First, Lopez is absolutely right that private prisons aren’t why we have mass incarceration. And he’s correct on his main point that “liberals like Hillary Clinton, Joe Biden, and Bernie Sanders supported the 1994 crime law that contributed to mass incarceration” simply because, well, they were politicians in the 1990s. At that time, “all politicians — liberal and conservative — t[ook] a tough stance on crime.”
And he’s spot-on about how political power works and why the people powerful enough to run for president in the present typically had to be on the winning side in the past:
Popular demand for tough-on-crime laws in the past doesn’t in any way excuse the devastation lawmakers inflicted on millions of people through mass incarceration and other policies. But based on voters’ concerns in the 1990s, if a politician didn’t contribute to the problem back then, he or she may not be prominent enough to run for president today. That’s how America ended up with mass incarceration — and the seemingly contradictory Democratic presidential candidates for 2016.
However, the article offers an overly simple answer to “the simple truth about why mass incarceration happened.” By concluding that “the public wanted mass incarceration”, Lopez stops one step too short.
Lopez relies on this chart showing the portion of the country that considered crime “the most important problem”:
What could possibly be responsible for the number of people identifying crime as “the most important problem” jumping from almost nothing in 1991 to more than half the population in 1993? (And a related question that I’ll address later is: Did the public really want Congress to double down on cops, courts, and cages?)
To be sure, crime was higher than it is now and was rising in the 1980s and early 1990s, but the crime rise on its own was far too subtle to cause that spike in public concern.
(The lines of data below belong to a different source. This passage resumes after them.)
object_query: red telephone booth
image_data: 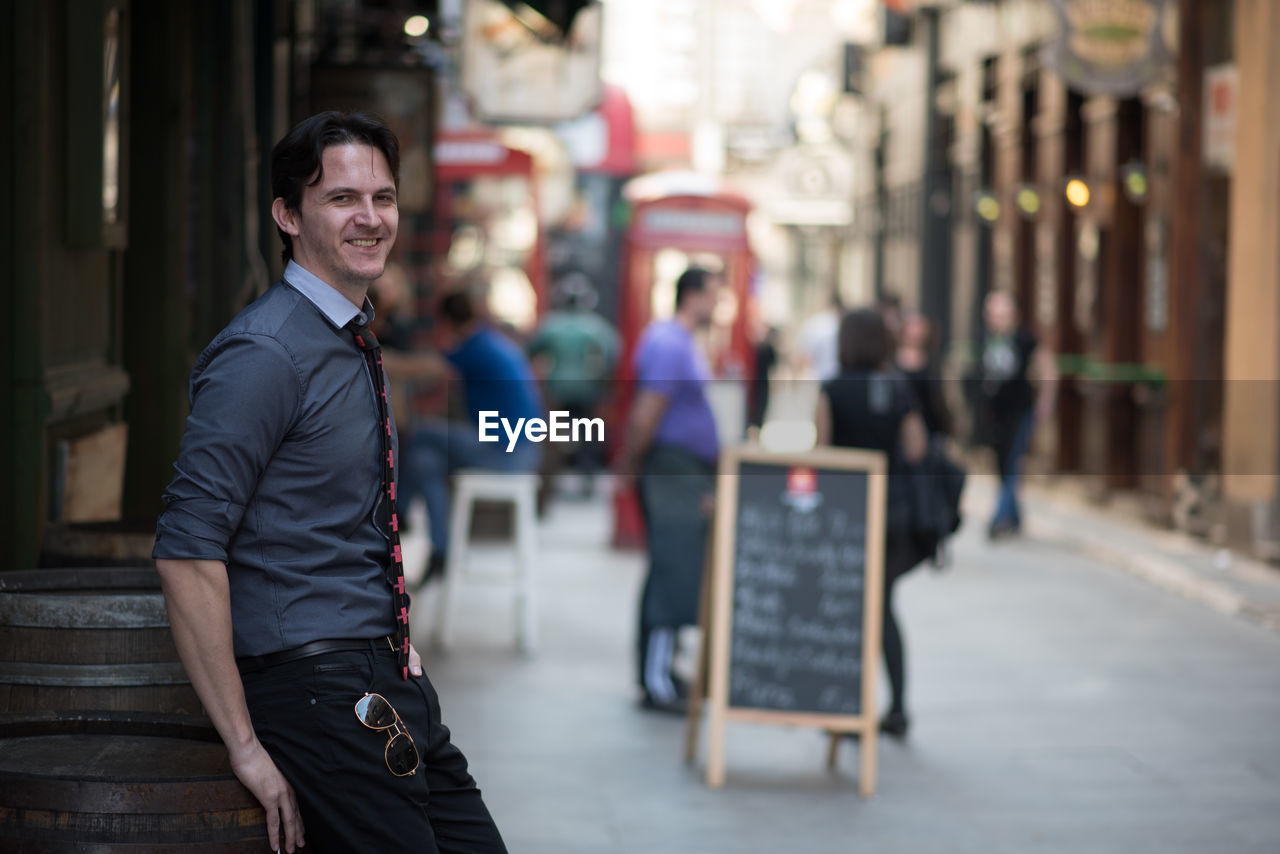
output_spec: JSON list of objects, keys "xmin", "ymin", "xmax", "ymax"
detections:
[
  {"xmin": 430, "ymin": 132, "xmax": 547, "ymax": 332},
  {"xmin": 613, "ymin": 184, "xmax": 755, "ymax": 548}
]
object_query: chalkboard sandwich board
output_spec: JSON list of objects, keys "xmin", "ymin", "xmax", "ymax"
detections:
[{"xmin": 686, "ymin": 446, "xmax": 887, "ymax": 795}]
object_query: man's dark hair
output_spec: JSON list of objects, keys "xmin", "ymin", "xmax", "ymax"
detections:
[
  {"xmin": 436, "ymin": 291, "xmax": 476, "ymax": 329},
  {"xmin": 676, "ymin": 266, "xmax": 714, "ymax": 311},
  {"xmin": 271, "ymin": 110, "xmax": 399, "ymax": 264},
  {"xmin": 838, "ymin": 309, "xmax": 890, "ymax": 370}
]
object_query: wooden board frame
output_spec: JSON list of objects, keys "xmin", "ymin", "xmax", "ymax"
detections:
[{"xmin": 685, "ymin": 446, "xmax": 888, "ymax": 798}]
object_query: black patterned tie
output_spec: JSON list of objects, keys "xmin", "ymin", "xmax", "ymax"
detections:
[{"xmin": 348, "ymin": 320, "xmax": 408, "ymax": 679}]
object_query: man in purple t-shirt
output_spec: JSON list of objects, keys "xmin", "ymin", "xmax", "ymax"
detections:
[{"xmin": 621, "ymin": 268, "xmax": 719, "ymax": 712}]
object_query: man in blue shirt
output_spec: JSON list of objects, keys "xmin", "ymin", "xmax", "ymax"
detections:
[
  {"xmin": 155, "ymin": 113, "xmax": 506, "ymax": 854},
  {"xmin": 621, "ymin": 268, "xmax": 719, "ymax": 712},
  {"xmin": 404, "ymin": 289, "xmax": 545, "ymax": 584}
]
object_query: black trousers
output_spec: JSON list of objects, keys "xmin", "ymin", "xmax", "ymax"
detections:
[{"xmin": 242, "ymin": 644, "xmax": 507, "ymax": 854}]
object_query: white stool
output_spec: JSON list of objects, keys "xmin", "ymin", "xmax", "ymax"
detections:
[{"xmin": 434, "ymin": 469, "xmax": 538, "ymax": 653}]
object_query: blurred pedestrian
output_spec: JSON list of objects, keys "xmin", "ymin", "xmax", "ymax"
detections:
[
  {"xmin": 979, "ymin": 291, "xmax": 1057, "ymax": 539},
  {"xmin": 895, "ymin": 311, "xmax": 951, "ymax": 439},
  {"xmin": 154, "ymin": 113, "xmax": 506, "ymax": 853},
  {"xmin": 876, "ymin": 288, "xmax": 906, "ymax": 347},
  {"xmin": 817, "ymin": 309, "xmax": 928, "ymax": 737},
  {"xmin": 406, "ymin": 288, "xmax": 545, "ymax": 584},
  {"xmin": 746, "ymin": 326, "xmax": 778, "ymax": 430},
  {"xmin": 797, "ymin": 289, "xmax": 844, "ymax": 382},
  {"xmin": 529, "ymin": 273, "xmax": 618, "ymax": 495},
  {"xmin": 620, "ymin": 268, "xmax": 719, "ymax": 712}
]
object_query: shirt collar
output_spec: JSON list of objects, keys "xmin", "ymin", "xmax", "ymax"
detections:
[{"xmin": 284, "ymin": 260, "xmax": 374, "ymax": 329}]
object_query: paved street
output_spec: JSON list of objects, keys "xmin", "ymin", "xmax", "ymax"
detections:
[{"xmin": 407, "ymin": 478, "xmax": 1280, "ymax": 854}]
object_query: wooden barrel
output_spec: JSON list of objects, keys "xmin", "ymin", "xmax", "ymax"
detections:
[
  {"xmin": 0, "ymin": 567, "xmax": 204, "ymax": 716},
  {"xmin": 0, "ymin": 713, "xmax": 269, "ymax": 854}
]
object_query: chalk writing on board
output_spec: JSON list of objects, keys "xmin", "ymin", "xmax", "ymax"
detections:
[{"xmin": 730, "ymin": 462, "xmax": 869, "ymax": 714}]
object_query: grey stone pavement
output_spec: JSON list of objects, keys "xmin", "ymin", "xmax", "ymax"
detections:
[{"xmin": 406, "ymin": 476, "xmax": 1280, "ymax": 854}]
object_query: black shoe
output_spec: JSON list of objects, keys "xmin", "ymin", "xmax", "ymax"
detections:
[
  {"xmin": 881, "ymin": 712, "xmax": 910, "ymax": 739},
  {"xmin": 640, "ymin": 691, "xmax": 689, "ymax": 714}
]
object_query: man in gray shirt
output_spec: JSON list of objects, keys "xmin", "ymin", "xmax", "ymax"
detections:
[{"xmin": 155, "ymin": 113, "xmax": 506, "ymax": 854}]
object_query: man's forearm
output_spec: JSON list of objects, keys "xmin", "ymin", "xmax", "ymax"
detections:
[{"xmin": 156, "ymin": 560, "xmax": 257, "ymax": 761}]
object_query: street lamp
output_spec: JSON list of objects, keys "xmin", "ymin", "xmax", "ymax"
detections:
[{"xmin": 1065, "ymin": 177, "xmax": 1091, "ymax": 209}]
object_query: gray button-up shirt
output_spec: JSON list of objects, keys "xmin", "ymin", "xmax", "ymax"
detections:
[{"xmin": 154, "ymin": 262, "xmax": 399, "ymax": 657}]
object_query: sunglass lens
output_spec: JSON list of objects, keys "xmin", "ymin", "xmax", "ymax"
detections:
[
  {"xmin": 356, "ymin": 694, "xmax": 396, "ymax": 730},
  {"xmin": 387, "ymin": 732, "xmax": 417, "ymax": 777}
]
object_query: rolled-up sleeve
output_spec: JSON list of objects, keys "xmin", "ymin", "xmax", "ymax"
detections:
[{"xmin": 152, "ymin": 333, "xmax": 302, "ymax": 562}]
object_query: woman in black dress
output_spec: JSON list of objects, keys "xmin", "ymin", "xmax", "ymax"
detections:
[{"xmin": 817, "ymin": 309, "xmax": 928, "ymax": 737}]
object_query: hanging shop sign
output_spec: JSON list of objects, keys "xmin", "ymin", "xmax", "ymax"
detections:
[
  {"xmin": 462, "ymin": 0, "xmax": 604, "ymax": 124},
  {"xmin": 1043, "ymin": 0, "xmax": 1172, "ymax": 97},
  {"xmin": 1201, "ymin": 63, "xmax": 1240, "ymax": 174}
]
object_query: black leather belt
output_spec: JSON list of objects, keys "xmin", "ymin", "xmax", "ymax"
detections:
[{"xmin": 236, "ymin": 635, "xmax": 396, "ymax": 673}]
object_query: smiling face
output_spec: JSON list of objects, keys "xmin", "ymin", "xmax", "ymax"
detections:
[{"xmin": 271, "ymin": 143, "xmax": 399, "ymax": 306}]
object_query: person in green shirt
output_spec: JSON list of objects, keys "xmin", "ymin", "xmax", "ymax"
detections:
[{"xmin": 529, "ymin": 273, "xmax": 620, "ymax": 494}]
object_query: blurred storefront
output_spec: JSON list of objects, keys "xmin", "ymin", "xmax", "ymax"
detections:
[{"xmin": 855, "ymin": 0, "xmax": 1280, "ymax": 554}]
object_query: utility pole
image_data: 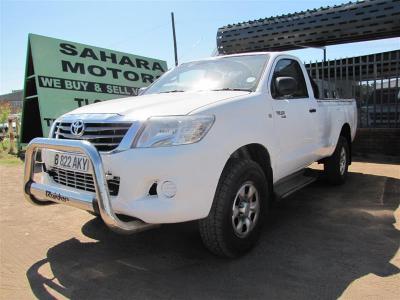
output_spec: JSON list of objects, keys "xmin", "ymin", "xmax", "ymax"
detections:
[{"xmin": 171, "ymin": 12, "xmax": 178, "ymax": 66}]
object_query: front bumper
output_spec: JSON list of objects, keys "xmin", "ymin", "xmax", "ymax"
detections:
[
  {"xmin": 25, "ymin": 138, "xmax": 226, "ymax": 232},
  {"xmin": 24, "ymin": 138, "xmax": 156, "ymax": 233}
]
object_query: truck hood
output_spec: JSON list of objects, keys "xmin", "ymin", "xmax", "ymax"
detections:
[{"xmin": 67, "ymin": 91, "xmax": 249, "ymax": 120}]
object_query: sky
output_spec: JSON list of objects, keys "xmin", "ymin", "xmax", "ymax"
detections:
[{"xmin": 0, "ymin": 0, "xmax": 400, "ymax": 94}]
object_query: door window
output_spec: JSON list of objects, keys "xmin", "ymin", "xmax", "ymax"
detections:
[{"xmin": 271, "ymin": 58, "xmax": 308, "ymax": 99}]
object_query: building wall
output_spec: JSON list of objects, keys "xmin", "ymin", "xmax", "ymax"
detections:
[{"xmin": 353, "ymin": 128, "xmax": 400, "ymax": 158}]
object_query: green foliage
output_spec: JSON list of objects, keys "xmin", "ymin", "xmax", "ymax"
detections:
[{"xmin": 0, "ymin": 101, "xmax": 12, "ymax": 124}]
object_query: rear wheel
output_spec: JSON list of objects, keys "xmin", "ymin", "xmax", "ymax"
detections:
[
  {"xmin": 199, "ymin": 159, "xmax": 268, "ymax": 257},
  {"xmin": 324, "ymin": 136, "xmax": 350, "ymax": 185}
]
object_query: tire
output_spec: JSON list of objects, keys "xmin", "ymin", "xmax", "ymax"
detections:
[
  {"xmin": 324, "ymin": 136, "xmax": 350, "ymax": 185},
  {"xmin": 199, "ymin": 159, "xmax": 269, "ymax": 258}
]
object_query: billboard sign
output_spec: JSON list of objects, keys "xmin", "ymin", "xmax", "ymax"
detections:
[{"xmin": 20, "ymin": 34, "xmax": 167, "ymax": 143}]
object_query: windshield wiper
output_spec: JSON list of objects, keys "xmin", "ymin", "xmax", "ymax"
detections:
[
  {"xmin": 212, "ymin": 88, "xmax": 252, "ymax": 92},
  {"xmin": 159, "ymin": 90, "xmax": 184, "ymax": 94}
]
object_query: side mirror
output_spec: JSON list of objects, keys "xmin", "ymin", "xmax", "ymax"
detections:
[
  {"xmin": 275, "ymin": 77, "xmax": 297, "ymax": 97},
  {"xmin": 138, "ymin": 86, "xmax": 147, "ymax": 96}
]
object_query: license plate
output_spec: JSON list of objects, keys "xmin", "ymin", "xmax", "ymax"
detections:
[{"xmin": 53, "ymin": 152, "xmax": 89, "ymax": 173}]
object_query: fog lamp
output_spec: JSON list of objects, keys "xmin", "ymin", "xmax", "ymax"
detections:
[{"xmin": 161, "ymin": 181, "xmax": 176, "ymax": 198}]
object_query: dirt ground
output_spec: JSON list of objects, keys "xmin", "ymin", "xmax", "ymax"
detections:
[{"xmin": 0, "ymin": 158, "xmax": 400, "ymax": 299}]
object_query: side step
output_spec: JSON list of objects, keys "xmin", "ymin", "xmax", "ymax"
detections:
[{"xmin": 274, "ymin": 168, "xmax": 319, "ymax": 200}]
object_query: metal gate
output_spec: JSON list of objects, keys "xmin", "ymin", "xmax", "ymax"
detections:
[{"xmin": 306, "ymin": 50, "xmax": 400, "ymax": 128}]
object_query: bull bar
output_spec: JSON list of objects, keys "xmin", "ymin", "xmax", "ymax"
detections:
[{"xmin": 24, "ymin": 138, "xmax": 158, "ymax": 234}]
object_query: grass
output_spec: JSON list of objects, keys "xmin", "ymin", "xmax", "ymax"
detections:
[{"xmin": 0, "ymin": 139, "xmax": 23, "ymax": 166}]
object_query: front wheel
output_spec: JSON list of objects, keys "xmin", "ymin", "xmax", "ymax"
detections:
[
  {"xmin": 199, "ymin": 159, "xmax": 269, "ymax": 257},
  {"xmin": 324, "ymin": 136, "xmax": 350, "ymax": 185}
]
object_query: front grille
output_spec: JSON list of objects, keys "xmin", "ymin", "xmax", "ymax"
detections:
[
  {"xmin": 48, "ymin": 167, "xmax": 96, "ymax": 193},
  {"xmin": 47, "ymin": 167, "xmax": 120, "ymax": 196},
  {"xmin": 54, "ymin": 122, "xmax": 132, "ymax": 151}
]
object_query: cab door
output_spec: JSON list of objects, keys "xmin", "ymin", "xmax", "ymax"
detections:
[{"xmin": 270, "ymin": 57, "xmax": 317, "ymax": 177}]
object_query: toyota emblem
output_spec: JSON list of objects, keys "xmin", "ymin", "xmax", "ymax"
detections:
[{"xmin": 71, "ymin": 120, "xmax": 85, "ymax": 136}]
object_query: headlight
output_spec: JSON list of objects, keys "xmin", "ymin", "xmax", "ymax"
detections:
[{"xmin": 133, "ymin": 115, "xmax": 215, "ymax": 148}]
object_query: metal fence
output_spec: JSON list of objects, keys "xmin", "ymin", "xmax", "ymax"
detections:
[{"xmin": 306, "ymin": 50, "xmax": 400, "ymax": 128}]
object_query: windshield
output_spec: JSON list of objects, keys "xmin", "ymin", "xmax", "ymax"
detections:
[{"xmin": 144, "ymin": 54, "xmax": 268, "ymax": 94}]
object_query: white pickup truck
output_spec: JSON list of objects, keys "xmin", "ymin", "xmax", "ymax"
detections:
[{"xmin": 24, "ymin": 53, "xmax": 357, "ymax": 257}]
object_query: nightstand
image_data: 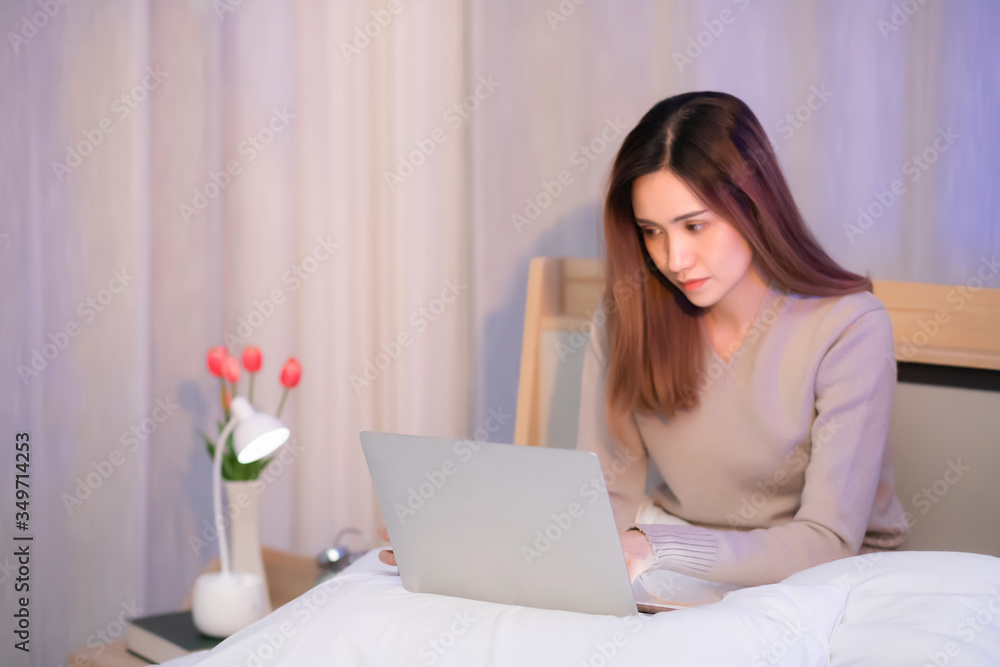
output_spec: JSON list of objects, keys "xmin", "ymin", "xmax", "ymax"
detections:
[{"xmin": 68, "ymin": 547, "xmax": 321, "ymax": 667}]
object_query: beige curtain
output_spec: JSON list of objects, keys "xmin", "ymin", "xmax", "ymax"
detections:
[{"xmin": 0, "ymin": 0, "xmax": 1000, "ymax": 666}]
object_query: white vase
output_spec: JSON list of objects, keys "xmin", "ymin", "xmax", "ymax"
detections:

As the opening to the video that Lopez embeds so brilliantly demonstrates, the media (and ideologues manipulating the media) created that crime focus.
Joel Dyer has a whole chapter in his now-dated book about the rise of what he calls the Perpetual Prisoner Machine focusing on how the television news of that era manipulated public fear of crime because it got good ratings and because crime reporting was inexpensive to produce.
As David Mendoza brilliantly showed last year, Americans are consistently bad at knowing whether the national crime rate is going up or down. Most years, most Americans think crime is rising even though it’s been in decline for years. Of course, it’s hard for a single American to know from personal experience whether crime is rising or falling, so the media has a big influence there. Similar public opinion polling that asks whether crime is rising or falling in your neighborhood shows a much smaller disconnect with actual crime rates, offering clear evidence that Americans aren’t stupid but they are (or were) being lied to.
Now despite that, I think there are reasons in a different set of Gallup data to be optimistic: In contrast to the actions of elected officials, Americans have long favored attacking social and economic problems as a crime control strategy over spending more on law enforcement. Even at the low point in 1994, a clear majority of Americans (51%) supported attacking social and economic problems and only 42% favored using more police and prisons to deter crime:
So that gets back to the original question about the presidential candidates who created this problem with their rush to pander to the television cameras: What do the candidates think is the best way to undo the harm their policies caused?